I have a (very large) table like this
CREATE SET TABLE LOAN
( LoanNumber VARCHAR(100),
LoanBalance DECIMAL(18,4),
RecTimeStamp TIMESTAMP(0)
)
PRIMARY INDEX (LoanNumber)
PARTITION BY RANGE_N
( ROW_INS_TS BETWEEN
TIMESTAMP '2017-01-01 00:00:00+00:00'
AND TIMESTAMP '2017-12-31 23:59:59+00:00'
EACH INTERVAL '1' DAY
);
This table typically gets rolled up by snapshots, for example the April month end snapshot would be
-- Pretend there is just 2017 data there
CREATE SET TABLE LOAN_APRIL AS
( SELECT *
FROM LOAN
WHERE RecTimeStamp <= DATE '2017-04-30'
QUALIFY row_number() OVER
( PARTITION BY LoanNumber
ORDER BY RecTimeStamp DESC
) = 1
)
PRIMARY INDEX (LoanNumber);
Which typically takes quite awhile to run. I was experimenting yesterday though and found that I had very good execution time by breaking it apart like this
CREATE SET TABLE LOAN_APRIL_TMP
( LoanNumber VARCHAR(100),
LoanBalance DECIMAL(18,4),
RecTimeStamp TIMESTAMP(0)
)
PRIMARY INDEX (LoanNumber);
CREATE SET TABLE LOAN_APRIL
( LoanNumber VARCHAR(100),
LoanBalance DECIMAL(18,4),
RecTimeStamp TIMESTAMP(0)
)
PRIMARY INDEX (LoanNumber);
INSERT INTO LOAN_APRIL_TMP
SELECT *
FROM LOAN
WHERE RecTimeStamp BETWEEN DATE '2017-01-01' AND DATE '2017-01-31'
QUALIFY row_number() OVER
( PARTITION BY LoanNumber
ORDER BY RecTimeStamp DESC
) = 1;
INSERT INTO LOAN_APRIL_TMP
SELECT *
FROM LOAN
WHERE RecTimeStamp BETWEEN DATE '2017-02-01' AND DATE '2017-02-28'
QUALIFY row_number() OVER
( PARTITION BY LoanNumber
ORDER BY RecTimeStamp DESC
) = 1;
INSERT INTO LOAN_APRIL_TMP
SELECT *
FROM LOAN
WHERE RecTimeStamp BETWEEN DATE '2017-03-01' AND DATE '2017-03-31'
QUALIFY row_number() OVER
( PARTITION BY LoanNumber
ORDER BY RecTimeStamp DESC
) = 1;
INSERT INTO LOAN_APRIL_TMP
SELECT *
FROM LOAN
WHERE RecTimeStamp BETWEEN DATE '2017-04-01' AND DATE '2017-04-30'
QUALIFY row_number() OVER
( PARTITION BY LoanNumber
ORDER BY RecTimeStamp DESC
) = 1;
INSERT INTO LOAN_APRIL
SELECT *
FROM LOAN_APRIL_TMP
QUALIFY row_number() OVER
( PARTITION BY LoanNumber
ORDER BY RecTimeStamp DESC
) = 1;
I just ran this sequentially, so they didn't execute in parallel. Today I'm going to experiment to see about getting each segment to load in parallel.
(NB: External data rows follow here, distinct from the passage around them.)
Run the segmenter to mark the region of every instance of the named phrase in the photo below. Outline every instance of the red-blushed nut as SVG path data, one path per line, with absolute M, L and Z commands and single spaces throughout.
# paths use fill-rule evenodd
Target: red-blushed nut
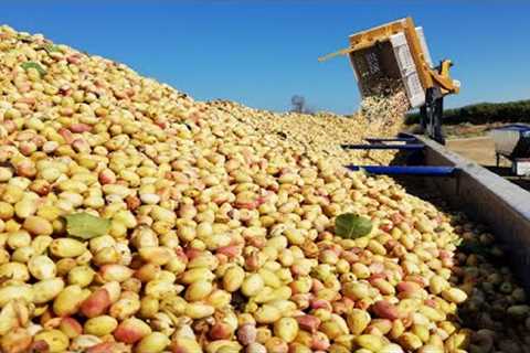
M 105 288 L 98 288 L 83 301 L 81 312 L 87 318 L 95 318 L 105 313 L 110 304 L 108 291 Z
M 310 314 L 296 317 L 295 319 L 298 322 L 298 325 L 300 327 L 300 329 L 306 330 L 310 333 L 317 332 L 321 323 L 319 318 Z

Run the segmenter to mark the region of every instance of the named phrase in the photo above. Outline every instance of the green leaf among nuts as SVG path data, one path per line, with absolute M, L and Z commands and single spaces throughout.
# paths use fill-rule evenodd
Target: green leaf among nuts
M 64 217 L 66 233 L 82 239 L 91 239 L 107 234 L 110 220 L 93 216 L 88 213 L 75 213 Z
M 365 236 L 372 232 L 372 222 L 354 213 L 344 213 L 335 218 L 335 234 L 349 239 Z
M 46 74 L 44 67 L 42 67 L 41 64 L 35 62 L 25 62 L 22 63 L 20 66 L 22 66 L 23 69 L 35 68 L 41 76 L 44 76 Z

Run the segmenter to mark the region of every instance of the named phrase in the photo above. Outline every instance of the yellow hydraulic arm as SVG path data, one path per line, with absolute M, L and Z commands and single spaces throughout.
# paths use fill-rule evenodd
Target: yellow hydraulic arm
M 318 61 L 324 62 L 336 56 L 349 55 L 351 53 L 374 46 L 378 43 L 388 42 L 390 41 L 390 36 L 398 33 L 405 34 L 411 56 L 416 66 L 418 78 L 424 90 L 437 86 L 441 88 L 444 95 L 456 94 L 459 92 L 459 86 L 455 84 L 449 76 L 449 67 L 453 66 L 449 60 L 443 61 L 438 69 L 430 67 L 412 18 L 393 21 L 352 34 L 349 38 L 349 47 L 320 56 Z

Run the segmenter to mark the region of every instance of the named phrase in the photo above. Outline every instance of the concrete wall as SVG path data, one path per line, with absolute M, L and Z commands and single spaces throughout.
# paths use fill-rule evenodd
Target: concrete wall
M 426 146 L 428 165 L 454 165 L 460 170 L 453 179 L 431 178 L 426 182 L 442 190 L 453 206 L 490 226 L 507 245 L 507 263 L 530 289 L 530 192 L 431 139 L 416 137 Z

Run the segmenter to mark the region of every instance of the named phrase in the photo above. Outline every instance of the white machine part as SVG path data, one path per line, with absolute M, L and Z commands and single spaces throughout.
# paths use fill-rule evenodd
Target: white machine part
M 511 164 L 511 171 L 518 176 L 530 176 L 530 159 L 516 159 Z
M 510 156 L 517 143 L 519 143 L 519 130 L 494 129 L 489 133 L 495 141 L 495 150 L 497 153 Z
M 416 33 L 420 38 L 425 61 L 432 67 L 431 53 L 428 52 L 423 29 L 417 26 Z M 380 52 L 369 49 L 350 55 L 350 62 L 361 96 L 364 97 L 369 95 L 368 86 L 374 82 L 371 77 L 384 72 L 385 75 L 393 76 L 396 79 L 401 78 L 412 108 L 423 106 L 425 104 L 425 90 L 420 82 L 416 65 L 412 58 L 405 34 L 394 34 L 390 36 L 389 42 L 381 44 L 382 50 Z M 388 46 L 390 46 L 390 50 Z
Also, to a larger point, I have trouble finding sufficiently technical documentation to figure these types of questions out. Is there a good resource for this? I understand there are a lot of propriety concerns, but there has to be something which describes, at least at a high level, the implementation of these functions.
There might be multiple reasons. You should check DBQL to see the actual resource usage differences.
The data in the 1st Select is scattered across more partitions than those smaller Selects.
Explain might show spool will not be chached in memory for the big Select, but not for the seperate ones.
VarChars in order by
are expanded to Chars of the defined size, if LoanNumber
is actually a VarChar(100)
(I doubt it is) it will increase spool, too (but this is a common problem for other queries against that table).
There's one disadvantage of OLAP functions, they need two spools, i.e. double the spool size. If this table has lots of column/large rows it might be much more efficient to run the ROW_NUMBER only against the PK of the table and then join back like this:
CREATE SET TABLE LOAN_APRIL_TMP
( LoanNumber VARCHAR(100),
RecTimeStamp TIMESTAMP(0)
)
PRIMARY INDEX (LoanNumber) -- same PPI as source table to facilitate fast join back
PARTITION BY RANGE_N
( ROW_INS_TS BETWEEN
TIMESTAMP '2017-01-01 00:00:00+00:00'
AND TIMESTAMP '2017-12-31 23:59:59+00:00'
EACH INTERVAL '1' DAY
);
INSERT INTO LOAN_APRIL_TMP
SELECT LoanNumber, RecTimeStamp -- no other columns
FROM LOAN
WHERE RecTimeStamp <= DATE '2017-04-30'
QUALIFY row_number() OVER
( PARTITION BY LoanNumber
ORDER BY RecTimeStamp DESC
) = 1
;
INSERT INTO LOAN_APRIL
SELECT l.* -- now get all columns
FROM LOAN AS l
JOIN LOAN_APRIL_TMP AS AS tmp
ON l.LoanNumber = tmp.LoanNumber
AND l.RecTimeStamp = tmp.RecTimeStamp